2.3. De rechtbank had evenwel na zich bevoegd te verklaren de zaak inhoudelijk moeten behandelen. Niet van belang was of X correct was opgeroepen voor de zitting van 3 april 2012, maar of X in de toestand verkeerde dat hij heeft opgehouden te betalen. Mr. Loonstein heeft anderszins betoogd, het hof merkt daaromtrent op dat volgens vaste jurisprudentie na verzet de zaak moet worden beoordeeld in de stand waarin hij op dat moment verkeert, inclusief dus het faillissementsrekest van SNS en het verslag van de curator van 20 april 2012.
2.4. Niet valt in te zien dat SNS misbruik maakt van faillissementsrecht door het onderhavige verzoek in te stellen. Dat zij eerder de weg van de executie heeft gekozen, maakt niet dat zij haar recht om een faillissement aan te vragen heeft verwerkt.
2.5. Vervolgens dient de vraag te worden beantwoord of X verkeert in de toestand dat hij heeft opgehouden te betalen. X heeft niet (voldoende) betwist dat SNS een vordering van ongeveer € 1.200.000,- op hem heeft. Daarmee is summierlijk van een vorderingsrecht van SNS gebleken.
Uit het (recente) verslag van de curator van 20 april 2012 blijkt voorts van diverse steunvorderingen, ondermeer een vordering van de Belastingdienst van € 24.370,- en tot nu toe ingediende vorderingen van (andere dan de SNS) concurrente crediteuren van € 144.183,13. Van een concreet betalingsvoorstel is niet gebleken.

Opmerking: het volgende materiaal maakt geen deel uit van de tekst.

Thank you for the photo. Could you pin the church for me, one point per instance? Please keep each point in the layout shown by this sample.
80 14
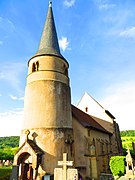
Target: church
52 126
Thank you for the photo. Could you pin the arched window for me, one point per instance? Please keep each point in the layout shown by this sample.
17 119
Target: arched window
33 67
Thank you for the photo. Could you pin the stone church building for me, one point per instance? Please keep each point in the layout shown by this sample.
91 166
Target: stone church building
52 126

Voorts is niet gebleken van (voldoende) middelen in de nabije toekomst waarmee X deze vorderingen zou kunnen voldoen. De niet onderbouwde stelling dat sprake is van herfinanciering van het bedrijf door een particuliere geldschieter is daartoe ontoereikend.

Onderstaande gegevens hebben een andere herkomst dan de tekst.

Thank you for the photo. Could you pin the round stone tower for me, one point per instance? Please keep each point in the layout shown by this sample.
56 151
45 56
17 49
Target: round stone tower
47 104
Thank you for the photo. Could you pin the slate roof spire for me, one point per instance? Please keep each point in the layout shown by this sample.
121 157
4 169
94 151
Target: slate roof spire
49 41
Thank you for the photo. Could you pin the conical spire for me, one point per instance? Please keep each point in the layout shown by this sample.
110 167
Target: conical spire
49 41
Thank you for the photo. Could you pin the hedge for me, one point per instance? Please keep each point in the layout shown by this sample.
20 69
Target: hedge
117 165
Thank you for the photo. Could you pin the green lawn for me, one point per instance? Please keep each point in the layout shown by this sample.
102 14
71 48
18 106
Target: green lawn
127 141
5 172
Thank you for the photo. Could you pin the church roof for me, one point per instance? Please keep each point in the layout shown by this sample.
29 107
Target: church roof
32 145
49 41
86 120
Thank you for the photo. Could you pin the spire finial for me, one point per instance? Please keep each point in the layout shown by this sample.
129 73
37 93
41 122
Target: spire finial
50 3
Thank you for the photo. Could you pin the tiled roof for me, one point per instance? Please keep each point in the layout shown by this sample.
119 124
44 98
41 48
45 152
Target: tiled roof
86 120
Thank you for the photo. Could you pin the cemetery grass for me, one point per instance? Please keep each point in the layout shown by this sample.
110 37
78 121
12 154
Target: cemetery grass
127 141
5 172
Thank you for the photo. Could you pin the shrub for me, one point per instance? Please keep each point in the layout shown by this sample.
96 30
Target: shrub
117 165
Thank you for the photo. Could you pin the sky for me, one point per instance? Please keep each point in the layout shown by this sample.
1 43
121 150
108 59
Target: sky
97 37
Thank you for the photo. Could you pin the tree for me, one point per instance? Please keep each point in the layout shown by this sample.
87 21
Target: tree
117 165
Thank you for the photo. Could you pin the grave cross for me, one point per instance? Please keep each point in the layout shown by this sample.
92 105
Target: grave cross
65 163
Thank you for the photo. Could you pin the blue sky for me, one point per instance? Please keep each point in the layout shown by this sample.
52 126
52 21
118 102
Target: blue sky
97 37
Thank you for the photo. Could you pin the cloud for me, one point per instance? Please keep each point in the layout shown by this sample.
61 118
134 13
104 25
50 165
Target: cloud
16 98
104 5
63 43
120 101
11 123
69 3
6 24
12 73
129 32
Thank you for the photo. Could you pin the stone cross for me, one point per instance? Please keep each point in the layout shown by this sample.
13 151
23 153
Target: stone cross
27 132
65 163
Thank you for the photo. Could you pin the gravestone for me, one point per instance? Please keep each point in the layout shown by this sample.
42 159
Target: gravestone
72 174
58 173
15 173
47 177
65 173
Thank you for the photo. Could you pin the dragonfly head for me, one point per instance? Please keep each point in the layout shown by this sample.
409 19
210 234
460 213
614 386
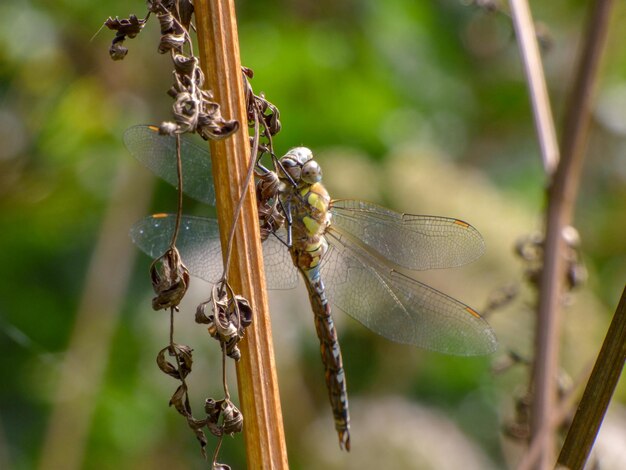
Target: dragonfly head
299 164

2.6 Nu summierlijk is gebleken van het vorderingsrecht van SNS en van het bestaan van feiten en omstandigheden, welke aantonen dat X in de toestand verkeert dat hij heeft opgehouden te betalen, wordt als volgt beslist.
3. De beslissing
Het hof:
vernietigt de beslissing waarvan beroep.
Dit arrest is gewezen door mrs. W.J.J. Los, M.W.E. Koopmann en G.H. Lankhorst en uitgesproken ter openbare terecht¬zitting van het hof van 29 mei 2012 in tegen¬woordigheid van de griffier.
Van dit arrest kan gedurende acht dagen na die van de uitspraak beroep in cassatie worden ingesteld door middel van een verzoekschrift in te dienen ter griffie van de Hoge Raad.